Peraturan Daerah tentang Kawasan Tanpa Rokok (Perda KTR) adalah salah satu regulasi yang hampir selalu ada di setiap daerah. Beberapa daerah terlihat berlomba-lomba untuk menelurkan regulasi ini. Ada kesan terburu-buru dan dipaksakan yang terasa di beberapa proses pembentukannya.
Landasan hukum dari Perda KTR ini diawali dari keluarnya Peraturan Pemerintah (PP) Nomor 81 Tahun 1999 tentang Pengamanan Rokok Bagi Kesehatan yang tercantum pada pasal 23-25 tentang Kawasan Tanpa Rokok. Isinya mengatur penetapan kawasan bebas asap rokok di tempat umum dan tempat kerja, serta penyediaan ruang merokok pada tempat kawasan-kawasan tersebut.
Selanjutnya, peraturan itupun berkembang dan dipertegas pada PP Nomor 19 tahun 2003, Pasal 115 Undang-undang Nomor 36 Tahun 2009 tentang Kesehatan, dan PP 109 tahun 2012 yang memerintahkan Pemerintah Daerah wajib menetapkan Kawasan Tanpa Rokok. Berpijak pada landasan hukum itulah pemerintah daerah mulai menetapkan KTR.
Hal yang terpenting dari amanat KTR ini adalah upaya berbagi ruang. Prinsip yang diarusutamakan adalah win-win solution bagi para pihak (perokok dan non perokok). Semua lapisan masyarakat berhak mendapatkan rasa keadilan. Sayang, beberapa poin nampak samar, hingga Perda KTR kerap dijadikan alat untuk menyudutkan satu pihak.
Semangat yang diusung oleh KTR di berbagai daerah, harus diakui, adalah semangat ‘meminggirkan’ perokok. Perokok dibuat kesulitan dengan pembatasan kawasan. Perokok dibuat ketakutan dengan adanya ketentuan pidana dalam batang tubuh beberapa Perda KTR. Poin-poin yang diregulasi oleh KTR, pada titik tertentu, jelas diskriminatif pada perokok.

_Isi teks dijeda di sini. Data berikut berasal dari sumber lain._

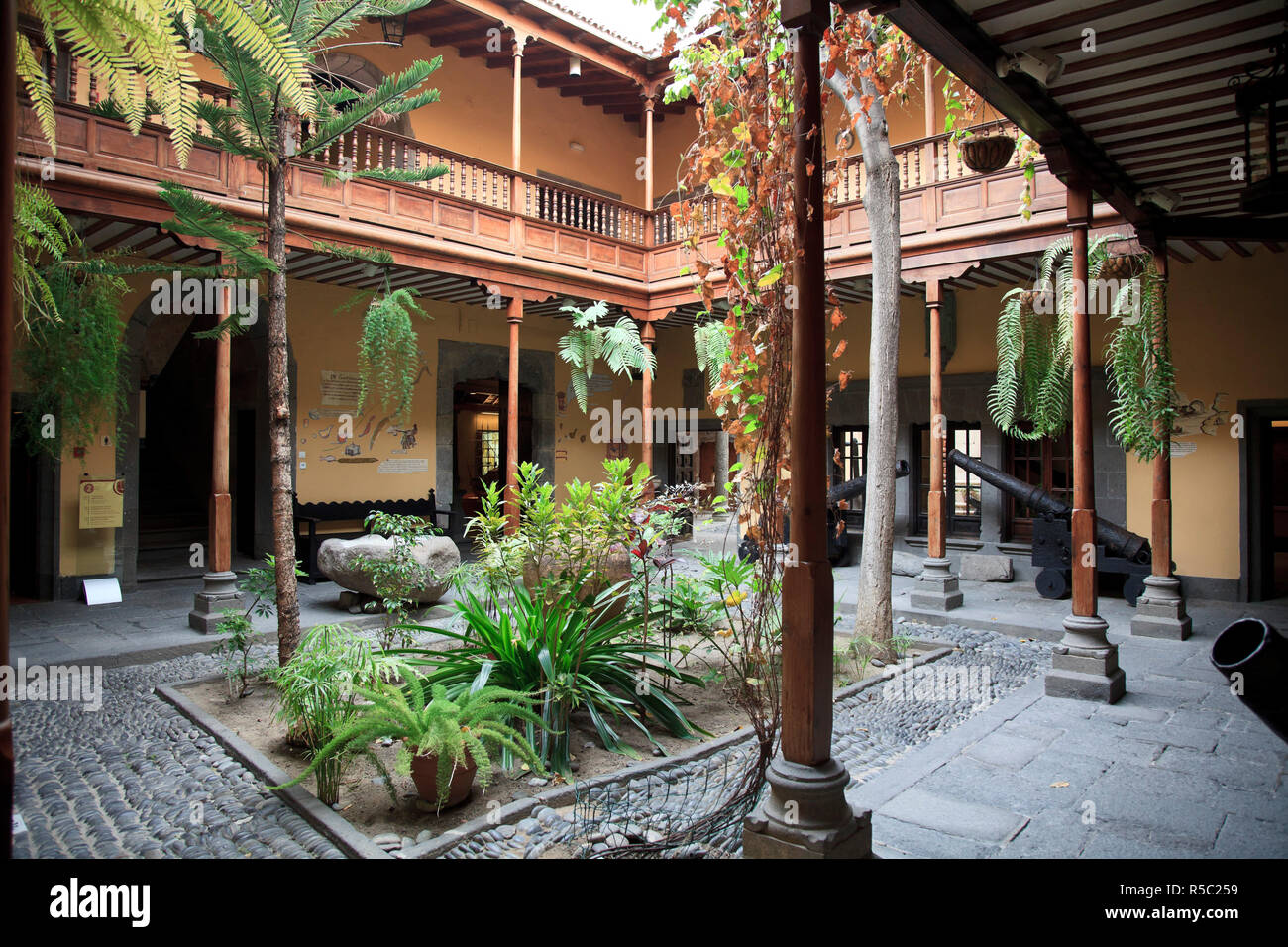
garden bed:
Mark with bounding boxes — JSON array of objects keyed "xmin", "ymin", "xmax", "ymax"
[{"xmin": 170, "ymin": 643, "xmax": 930, "ymax": 848}]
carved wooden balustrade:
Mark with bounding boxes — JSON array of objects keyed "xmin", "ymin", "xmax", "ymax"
[{"xmin": 20, "ymin": 36, "xmax": 1063, "ymax": 292}]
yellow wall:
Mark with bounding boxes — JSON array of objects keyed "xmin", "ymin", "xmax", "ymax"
[
  {"xmin": 1127, "ymin": 249, "xmax": 1288, "ymax": 579},
  {"xmin": 287, "ymin": 279, "xmax": 693, "ymax": 502}
]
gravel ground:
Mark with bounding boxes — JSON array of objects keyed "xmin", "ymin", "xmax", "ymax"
[{"xmin": 14, "ymin": 615, "xmax": 1050, "ymax": 858}]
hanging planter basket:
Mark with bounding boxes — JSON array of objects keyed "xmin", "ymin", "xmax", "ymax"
[
  {"xmin": 1100, "ymin": 254, "xmax": 1145, "ymax": 281},
  {"xmin": 962, "ymin": 136, "xmax": 1015, "ymax": 174},
  {"xmin": 1020, "ymin": 290, "xmax": 1042, "ymax": 316}
]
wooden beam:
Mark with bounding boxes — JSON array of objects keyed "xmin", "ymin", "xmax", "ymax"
[{"xmin": 441, "ymin": 0, "xmax": 645, "ymax": 85}]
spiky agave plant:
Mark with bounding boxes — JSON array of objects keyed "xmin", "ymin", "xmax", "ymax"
[{"xmin": 271, "ymin": 673, "xmax": 545, "ymax": 805}]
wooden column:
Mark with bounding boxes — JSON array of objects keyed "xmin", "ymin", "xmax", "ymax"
[
  {"xmin": 209, "ymin": 286, "xmax": 233, "ymax": 573},
  {"xmin": 188, "ymin": 273, "xmax": 241, "ymax": 634},
  {"xmin": 926, "ymin": 278, "xmax": 948, "ymax": 559},
  {"xmin": 510, "ymin": 33, "xmax": 527, "ymax": 214},
  {"xmin": 644, "ymin": 89, "xmax": 656, "ymax": 246},
  {"xmin": 640, "ymin": 322, "xmax": 657, "ymax": 481},
  {"xmin": 1149, "ymin": 252, "xmax": 1172, "ymax": 576},
  {"xmin": 1130, "ymin": 235, "xmax": 1194, "ymax": 642},
  {"xmin": 742, "ymin": 0, "xmax": 872, "ymax": 858},
  {"xmin": 505, "ymin": 296, "xmax": 523, "ymax": 533},
  {"xmin": 0, "ymin": 0, "xmax": 18, "ymax": 860},
  {"xmin": 782, "ymin": 9, "xmax": 833, "ymax": 766},
  {"xmin": 1046, "ymin": 172, "xmax": 1127, "ymax": 703},
  {"xmin": 1068, "ymin": 177, "xmax": 1099, "ymax": 617}
]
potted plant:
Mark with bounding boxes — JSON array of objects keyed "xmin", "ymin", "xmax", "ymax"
[{"xmin": 273, "ymin": 670, "xmax": 545, "ymax": 810}]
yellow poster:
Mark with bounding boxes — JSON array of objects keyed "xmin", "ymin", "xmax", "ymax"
[{"xmin": 80, "ymin": 480, "xmax": 125, "ymax": 530}]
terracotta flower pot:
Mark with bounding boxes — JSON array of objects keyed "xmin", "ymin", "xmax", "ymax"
[
  {"xmin": 411, "ymin": 754, "xmax": 478, "ymax": 809},
  {"xmin": 962, "ymin": 136, "xmax": 1015, "ymax": 174}
]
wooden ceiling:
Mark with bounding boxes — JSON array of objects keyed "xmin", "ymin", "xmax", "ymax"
[
  {"xmin": 870, "ymin": 0, "xmax": 1285, "ymax": 241},
  {"xmin": 407, "ymin": 0, "xmax": 686, "ymax": 123}
]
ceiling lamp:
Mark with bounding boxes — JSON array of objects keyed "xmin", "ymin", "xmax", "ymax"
[
  {"xmin": 1231, "ymin": 20, "xmax": 1288, "ymax": 214},
  {"xmin": 380, "ymin": 13, "xmax": 411, "ymax": 47},
  {"xmin": 997, "ymin": 47, "xmax": 1064, "ymax": 87}
]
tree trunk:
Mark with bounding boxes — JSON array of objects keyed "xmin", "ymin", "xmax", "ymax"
[
  {"xmin": 268, "ymin": 120, "xmax": 300, "ymax": 665},
  {"xmin": 828, "ymin": 72, "xmax": 903, "ymax": 660}
]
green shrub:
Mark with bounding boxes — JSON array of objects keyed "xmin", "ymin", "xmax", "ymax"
[
  {"xmin": 271, "ymin": 674, "xmax": 545, "ymax": 805},
  {"xmin": 404, "ymin": 585, "xmax": 704, "ymax": 776}
]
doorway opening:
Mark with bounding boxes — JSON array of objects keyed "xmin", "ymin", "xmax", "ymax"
[
  {"xmin": 9, "ymin": 393, "xmax": 59, "ymax": 604},
  {"xmin": 1239, "ymin": 401, "xmax": 1288, "ymax": 601},
  {"xmin": 137, "ymin": 316, "xmax": 215, "ymax": 582},
  {"xmin": 452, "ymin": 378, "xmax": 532, "ymax": 520}
]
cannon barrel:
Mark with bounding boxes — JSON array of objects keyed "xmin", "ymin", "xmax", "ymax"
[
  {"xmin": 827, "ymin": 460, "xmax": 909, "ymax": 506},
  {"xmin": 948, "ymin": 449, "xmax": 1153, "ymax": 565}
]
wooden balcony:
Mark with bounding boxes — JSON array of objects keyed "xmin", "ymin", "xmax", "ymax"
[
  {"xmin": 649, "ymin": 121, "xmax": 1064, "ymax": 279},
  {"xmin": 20, "ymin": 58, "xmax": 1064, "ymax": 308}
]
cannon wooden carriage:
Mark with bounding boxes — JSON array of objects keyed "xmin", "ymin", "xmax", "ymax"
[
  {"xmin": 948, "ymin": 449, "xmax": 1153, "ymax": 607},
  {"xmin": 738, "ymin": 460, "xmax": 909, "ymax": 566}
]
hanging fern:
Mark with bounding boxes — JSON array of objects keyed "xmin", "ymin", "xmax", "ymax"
[
  {"xmin": 693, "ymin": 320, "xmax": 729, "ymax": 391},
  {"xmin": 358, "ymin": 288, "xmax": 432, "ymax": 421},
  {"xmin": 559, "ymin": 301, "xmax": 657, "ymax": 412},
  {"xmin": 13, "ymin": 180, "xmax": 80, "ymax": 327},
  {"xmin": 988, "ymin": 235, "xmax": 1175, "ymax": 460},
  {"xmin": 14, "ymin": 265, "xmax": 128, "ymax": 460},
  {"xmin": 1105, "ymin": 263, "xmax": 1176, "ymax": 460}
]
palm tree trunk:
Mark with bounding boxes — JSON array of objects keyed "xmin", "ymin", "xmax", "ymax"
[
  {"xmin": 268, "ymin": 112, "xmax": 300, "ymax": 665},
  {"xmin": 827, "ymin": 72, "xmax": 903, "ymax": 660},
  {"xmin": 854, "ymin": 154, "xmax": 901, "ymax": 660}
]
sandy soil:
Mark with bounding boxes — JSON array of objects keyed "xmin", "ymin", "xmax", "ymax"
[
  {"xmin": 185, "ymin": 638, "xmax": 921, "ymax": 839},
  {"xmin": 177, "ymin": 682, "xmax": 747, "ymax": 839}
]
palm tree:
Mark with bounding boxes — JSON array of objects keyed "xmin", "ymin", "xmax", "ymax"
[
  {"xmin": 171, "ymin": 0, "xmax": 447, "ymax": 665},
  {"xmin": 18, "ymin": 0, "xmax": 314, "ymax": 166}
]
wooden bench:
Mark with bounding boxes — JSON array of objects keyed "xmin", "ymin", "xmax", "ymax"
[{"xmin": 291, "ymin": 489, "xmax": 458, "ymax": 585}]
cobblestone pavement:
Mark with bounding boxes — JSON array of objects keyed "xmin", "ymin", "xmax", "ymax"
[
  {"xmin": 446, "ymin": 625, "xmax": 1050, "ymax": 858},
  {"xmin": 14, "ymin": 655, "xmax": 344, "ymax": 858},
  {"xmin": 849, "ymin": 622, "xmax": 1288, "ymax": 858}
]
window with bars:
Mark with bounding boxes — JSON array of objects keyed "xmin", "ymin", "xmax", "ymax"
[
  {"xmin": 1002, "ymin": 430, "xmax": 1073, "ymax": 543},
  {"xmin": 910, "ymin": 421, "xmax": 983, "ymax": 536},
  {"xmin": 474, "ymin": 430, "xmax": 501, "ymax": 476},
  {"xmin": 832, "ymin": 424, "xmax": 868, "ymax": 527}
]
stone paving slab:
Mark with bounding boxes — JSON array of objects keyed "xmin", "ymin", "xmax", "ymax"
[
  {"xmin": 875, "ymin": 789, "xmax": 1027, "ymax": 843},
  {"xmin": 851, "ymin": 602, "xmax": 1288, "ymax": 858}
]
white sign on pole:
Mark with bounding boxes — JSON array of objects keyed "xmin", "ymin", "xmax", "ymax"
[{"xmin": 85, "ymin": 576, "xmax": 121, "ymax": 605}]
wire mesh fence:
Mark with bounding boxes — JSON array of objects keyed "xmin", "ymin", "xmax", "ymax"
[{"xmin": 571, "ymin": 740, "xmax": 765, "ymax": 858}]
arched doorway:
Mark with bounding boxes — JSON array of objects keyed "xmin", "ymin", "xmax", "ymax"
[{"xmin": 116, "ymin": 299, "xmax": 295, "ymax": 588}]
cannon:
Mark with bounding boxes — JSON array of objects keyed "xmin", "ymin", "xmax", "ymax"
[
  {"xmin": 757, "ymin": 460, "xmax": 909, "ymax": 566},
  {"xmin": 948, "ymin": 449, "xmax": 1153, "ymax": 607}
]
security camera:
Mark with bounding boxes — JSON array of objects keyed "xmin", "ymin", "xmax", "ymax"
[
  {"xmin": 997, "ymin": 47, "xmax": 1064, "ymax": 86},
  {"xmin": 1136, "ymin": 187, "xmax": 1185, "ymax": 214}
]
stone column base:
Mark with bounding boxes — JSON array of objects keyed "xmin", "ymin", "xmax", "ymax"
[
  {"xmin": 188, "ymin": 573, "xmax": 242, "ymax": 635},
  {"xmin": 742, "ymin": 756, "xmax": 872, "ymax": 858},
  {"xmin": 909, "ymin": 557, "xmax": 962, "ymax": 612},
  {"xmin": 1046, "ymin": 614, "xmax": 1127, "ymax": 703},
  {"xmin": 1130, "ymin": 576, "xmax": 1194, "ymax": 642}
]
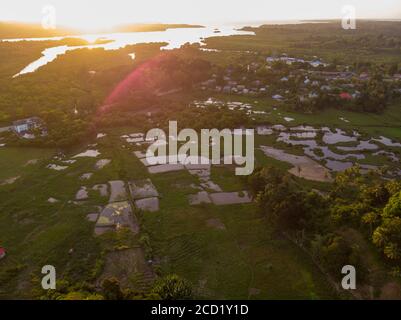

Sebagai manifestasi dari prinsip win-win solution, ketersediaan ruang merokok harus menjadi syarat dasar. Putusan MK juga sudah mengamanatkan pengelola ruang publik agar menyediakan ruang merokok sebagai wujud perlindungan hak perokok, yakni hak atas ruang. Sekali lagi, ketersediaan ruang merokok bukanlah pilihan, tapi hak perokok yang harus diakomodir.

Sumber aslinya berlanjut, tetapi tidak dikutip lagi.